Reader and life-long Chicago resident John Bougearel asked me to reissue a post encouraging readers to participate in peaceful demonstrations during the American Bankers Association annual meeting in Chicago October 25-27. The sessions are organized by a coalition of community, consumer and labor organizations and are called “Showdown in Chicago“. You can find more details via the link.
A number of commentators are planning a series of related posts and hopefully op-ed and news articles around this time. William Black and Dean Baker are among those leading the effort.
John Bougearel reacted to something I wrote two days ago:
But per the social psychology research, this “you are in a minority, you are wrong” message DOES dissuade a lot of people. It is remarkably poisonous. And it discourages people from taking concrete action. I was surprised that some people bothered to comment on a post I put up yesterday, calling on people in the Chicago area to attend some peaceful demonstrations against the banking industry during the American Bankers Association national meeting, October 25 through 27. Some people weighed in, saying (basically) “don’t bother”.
I suppose it makes a difference whether one is old enough to remember the 1960s. Because people in large numbers got out and protested, two sets of changes that seemed impossible came about: civil rights for blacks and an end to the US involvement in Vietnam.
I will be more than happy to be in the minority and told I am wrong. The truth of the matter is we who object are neither the minority or wrong. Being told such is intended to be dismissive and minimize our voice.
I have reached the point where it is high time to push-back on the message we are being spoon-fed and to educate and promote the message that it is time to push back on the powers that be. We can start with peaceful demonstrations in the style of MLK. What was startling watching the MLK and Malcom X video clips is how relevant their experience of being black in America relates to being middle class in America today. It is high time middle class America finds its voice and is heard above controlled messages press releases leaked to MSM.

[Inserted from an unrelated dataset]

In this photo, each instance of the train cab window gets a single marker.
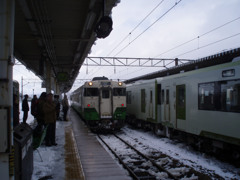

We can not, above all, allow our voice to be drowned out by mainstream media and the powers that be who influence what is peddled through MSM. Our voices are certainly not being represented through our votes, and when that happens, it is no different than the early colonists who fought against taxation without representation. Since our votes find no voice in Congress or Capitol Hill, it is time for grassroots organizations to take over the role that was intended for our elected officials.
And I get the pseudo-protest and protest points cited above in comments, and I get the Malcolm X message, but the MLK message of non-violent protest is authentic and not pseudo as some might imagine. There is power in non-violent protest, resulting in change that can be durable and long-lasting. But an effort must be made at a grass-roots level and it must sweep through the nation.
Here are excerpts from the original post:
Dean Baker, a couple of days ago at Huffington Post, called on readers to go to Chicago to participate in peaceful protests during the annual meetings of the American Bankers Association on October 25 to 27. A coalition of community, labor, and consumer groups are organizing this “Showdown in Chicago.”
If you saw Michael Moore’s Capitalism: A Love Story, a disconcerting bit was his discussion of a series of research reports put out by Citigroup for some of its asset management client in 2005 on “Plutonomy”. It argued that a world ordered to suit the whims of the top 1% was well underway. The only thing that might get in the way was that the other 99% had the force of numbers on its side.
Sometimes it takes a show of numbers to change the dynamic. As Baker pointed out:
The elites hate to acknowledge it, but when large numbers of ordinary people are moved to action, it changes the narrow political world where the elites call the shots. Inside accounts reveal the extent to which Johnson and Nixon’s conduct of the Vietnam War was constrained by the huge anti-war movement. It was the civil rights movement, not compelling arguments, that convinced members of Congress to end legal racial discrimination. More recently, the townhall meetings, dominated by people opposed to health care reform, have been a serious roadblock for those pushing reform….
A big turnout at this event can make a real difference. Just to review the scorecard, most of the country is still suffering the fallout from the bankers’ irrational exuberance of the housing bubble era. The Congressional Budget Office (CBO) and other forecasters expect the suffering to endure for years to come.
As we noted yesterday, ordinary people who still have jobs are often seeing their wages cut, while Wall Street, the beneficiary of rich subsidies, is expecting a banner year.
If you live in or near Chicago, see if you can organize others to join you. And dress nicely! One favorite strategy is to dismiss protestors as ruffians.